Measuring about 30m in length, this extra-large autonomous submarine is significantly larger than autonomous submarines used for beach reconnaissance, allowing it to operate at a range of 3000 nautical miles.
Admiral Tony Radakin, First Sea Lord announced the contract at the Underwater Defence & Security Symposium in Southampton. The First Sea Lord noted how the Ministry of Defence wants to increase its presence in the underwater battlespace and is exploring the use of extra-large uncrewed underwater vehicles (XLUUV) for surveillance, reconnaissance, and anti-submarine warfare operations.
I am enormously excited about the potential for remotely piloted and autonomous systems to increase our reach and lethality, improve our efficiency and reduce the number of people we have to put in harm’s way. These XLUUVs are at the forefront of underwater systems technology; UK technological developments such as this will be key to the Royal Navy maintaining its battle-winning edge in the underwater environment.Admiral Tony Radakin, First Sea Lord
XLUUV submarines are especially adept at covert intelligence gathering. They can leave their dock autonomously and secretly move to the operational area without any embarked crew for up to three months. They are also able to sense hostile targets and report their findings back to the station, making them an important barrier for anti-submarine warfare.
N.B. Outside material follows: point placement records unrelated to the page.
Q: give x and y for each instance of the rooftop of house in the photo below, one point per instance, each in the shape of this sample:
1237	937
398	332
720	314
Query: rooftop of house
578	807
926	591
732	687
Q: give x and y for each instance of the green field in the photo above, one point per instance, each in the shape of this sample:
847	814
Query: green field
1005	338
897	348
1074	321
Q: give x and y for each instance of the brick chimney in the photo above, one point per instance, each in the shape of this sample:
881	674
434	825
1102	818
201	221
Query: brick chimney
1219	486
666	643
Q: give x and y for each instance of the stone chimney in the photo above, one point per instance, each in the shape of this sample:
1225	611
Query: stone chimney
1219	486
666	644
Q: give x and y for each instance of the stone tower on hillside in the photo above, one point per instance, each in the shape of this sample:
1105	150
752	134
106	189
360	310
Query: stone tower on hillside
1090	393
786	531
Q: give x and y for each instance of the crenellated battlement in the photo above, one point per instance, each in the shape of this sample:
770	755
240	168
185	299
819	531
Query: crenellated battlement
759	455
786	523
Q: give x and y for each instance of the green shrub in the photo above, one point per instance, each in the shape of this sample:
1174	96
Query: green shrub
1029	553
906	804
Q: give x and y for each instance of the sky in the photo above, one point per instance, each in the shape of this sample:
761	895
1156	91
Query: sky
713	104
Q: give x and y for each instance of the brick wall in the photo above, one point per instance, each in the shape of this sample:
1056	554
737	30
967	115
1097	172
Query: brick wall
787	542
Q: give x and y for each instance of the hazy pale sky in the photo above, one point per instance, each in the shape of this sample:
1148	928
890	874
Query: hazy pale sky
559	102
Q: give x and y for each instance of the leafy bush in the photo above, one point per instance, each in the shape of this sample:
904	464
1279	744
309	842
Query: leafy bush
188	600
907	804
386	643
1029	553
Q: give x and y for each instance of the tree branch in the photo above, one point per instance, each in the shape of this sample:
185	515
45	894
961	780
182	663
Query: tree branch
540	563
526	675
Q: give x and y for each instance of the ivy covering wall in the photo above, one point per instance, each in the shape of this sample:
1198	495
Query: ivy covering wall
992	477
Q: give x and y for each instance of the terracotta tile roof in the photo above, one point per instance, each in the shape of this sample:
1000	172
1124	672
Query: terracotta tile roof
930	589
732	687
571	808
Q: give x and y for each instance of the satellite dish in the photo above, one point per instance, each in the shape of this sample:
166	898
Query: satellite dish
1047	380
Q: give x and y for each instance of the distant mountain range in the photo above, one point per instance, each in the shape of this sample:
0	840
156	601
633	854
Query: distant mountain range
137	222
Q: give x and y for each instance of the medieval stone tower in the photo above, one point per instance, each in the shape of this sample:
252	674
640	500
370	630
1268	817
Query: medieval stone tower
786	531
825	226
The first phase of DASA’s Developing the Royal Navy’s Autonomous Underwater Capability programme – run jointly with the Royal Navy and Defence Science and Technology Laboratory (Dstl) – will see an existing crewed submersible refitted with autonomous control systems.
If initial testing is successful, up to a further £1.5 million is available to further test the new capability – making it the largest joint contract awarded as part of a DASA competition.